FOSS Development As Economic Stimulus
heybus writes "Economist Dean Baker, best known for calling the housing bust and warning of the ensuing economic collapse, has just published his recommendations for how to allocate President-elect Obama's estimated $800 billion economic stimulus plan. Among other things, Baker calls for juicing the economy with $2 billion worth of government spending to support the development of free and open source software. Baker's idea is similar to the New Deal federal arts and writers' projects: the government would fund projects as long as they produce freely available code. In addition to employing programmers, 'the savings [to consumers] in the United States alone could easily exceed the cost of supporting software development.'"

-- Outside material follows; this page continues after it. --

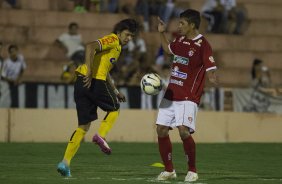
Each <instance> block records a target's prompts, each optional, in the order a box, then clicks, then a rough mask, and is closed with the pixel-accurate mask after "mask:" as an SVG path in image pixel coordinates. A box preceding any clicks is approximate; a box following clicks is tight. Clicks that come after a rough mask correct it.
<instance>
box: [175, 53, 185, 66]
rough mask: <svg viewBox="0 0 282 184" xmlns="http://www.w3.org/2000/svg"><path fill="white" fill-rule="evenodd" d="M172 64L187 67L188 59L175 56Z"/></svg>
mask: <svg viewBox="0 0 282 184" xmlns="http://www.w3.org/2000/svg"><path fill="white" fill-rule="evenodd" d="M173 63H179V64H182V65H188V63H189V59H188V58H185V57H181V56H177V55H175V56H174V58H173Z"/></svg>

I like FOSS, I like it a lot in fact. However, I still have some concerns about this.
1) Would the overhead of allocating funds be greater than the reward? (always a question in government bullucracy)

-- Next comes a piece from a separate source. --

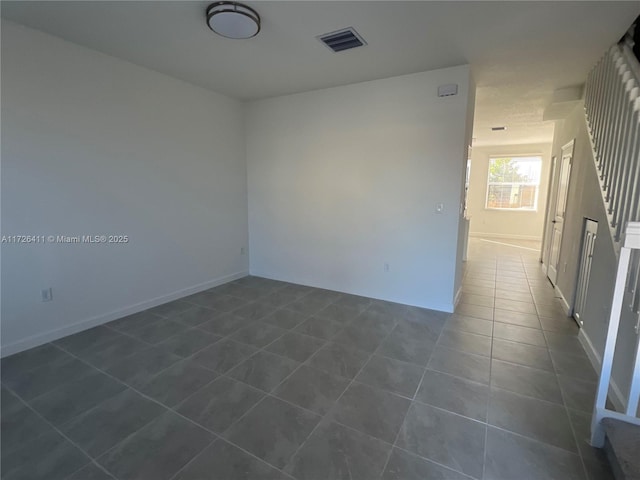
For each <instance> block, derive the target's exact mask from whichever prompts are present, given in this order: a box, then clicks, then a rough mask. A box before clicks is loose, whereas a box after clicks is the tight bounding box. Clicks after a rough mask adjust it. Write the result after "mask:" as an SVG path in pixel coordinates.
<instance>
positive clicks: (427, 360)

2) How would we be sure the right people get the money, and not 'fakes'?
3) How do we make sure projects continue to be free after they stop getting government funding?
Maybe these issues have been addressed, but most people will (or should) ask these questions, about ANY government subsidization/awards.

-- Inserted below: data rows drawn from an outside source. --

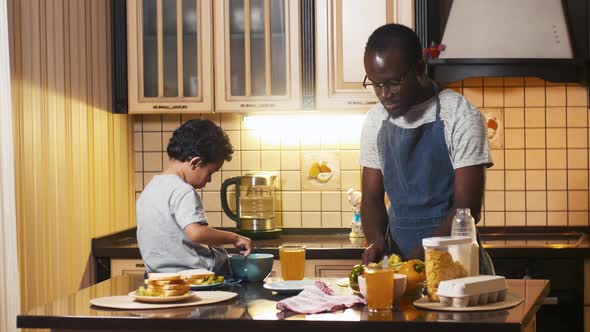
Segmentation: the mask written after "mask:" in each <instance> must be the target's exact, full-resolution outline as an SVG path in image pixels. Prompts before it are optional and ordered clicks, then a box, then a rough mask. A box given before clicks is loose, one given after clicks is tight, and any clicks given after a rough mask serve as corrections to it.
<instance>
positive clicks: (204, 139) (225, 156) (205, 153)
mask: <svg viewBox="0 0 590 332" xmlns="http://www.w3.org/2000/svg"><path fill="white" fill-rule="evenodd" d="M166 151H167V152H168V156H169V157H170V159H175V160H178V161H187V160H191V159H192V158H194V157H200V158H201V161H202V162H203V164H207V163H210V162H220V161H224V160H225V161H230V160H231V158H232V153H234V148H233V146H232V145H231V143H230V142H229V137H228V136H227V134H226V133H225V132H224V131H223V129H221V128H220V127H219V126H217V125H216V124H214V123H213V122H211V121H210V120H189V121H187V122H185V123H184V124H183V125H182V126H180V127H178V128H177V129H176V130H175V131H174V133H173V134H172V138H170V142H169V143H168V148H167V149H166Z"/></svg>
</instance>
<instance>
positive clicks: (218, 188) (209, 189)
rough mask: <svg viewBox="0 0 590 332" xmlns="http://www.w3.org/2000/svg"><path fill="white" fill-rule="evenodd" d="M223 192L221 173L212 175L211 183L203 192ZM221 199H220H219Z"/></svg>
mask: <svg viewBox="0 0 590 332" xmlns="http://www.w3.org/2000/svg"><path fill="white" fill-rule="evenodd" d="M219 190H221V172H215V173H213V175H211V182H209V183H207V185H206V186H205V188H203V191H219ZM217 199H219V197H217Z"/></svg>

"Sure, but what about Microsoft, or Adobe, or various other companies that make software? Won't this be competing directly with them? It's bad enough that they have to compete with FOSS as is, but FOSS supercharged with two billion government dollars?"
Isn't capitalism supposed to be based on a free market economy? I'm sure that the government hires Adobe and Microsoft to work on software projects they don't readily talk about, doesn't that compete with FOSS software? Seems to me corporate America is all for the free market economy except when it's not to their favor.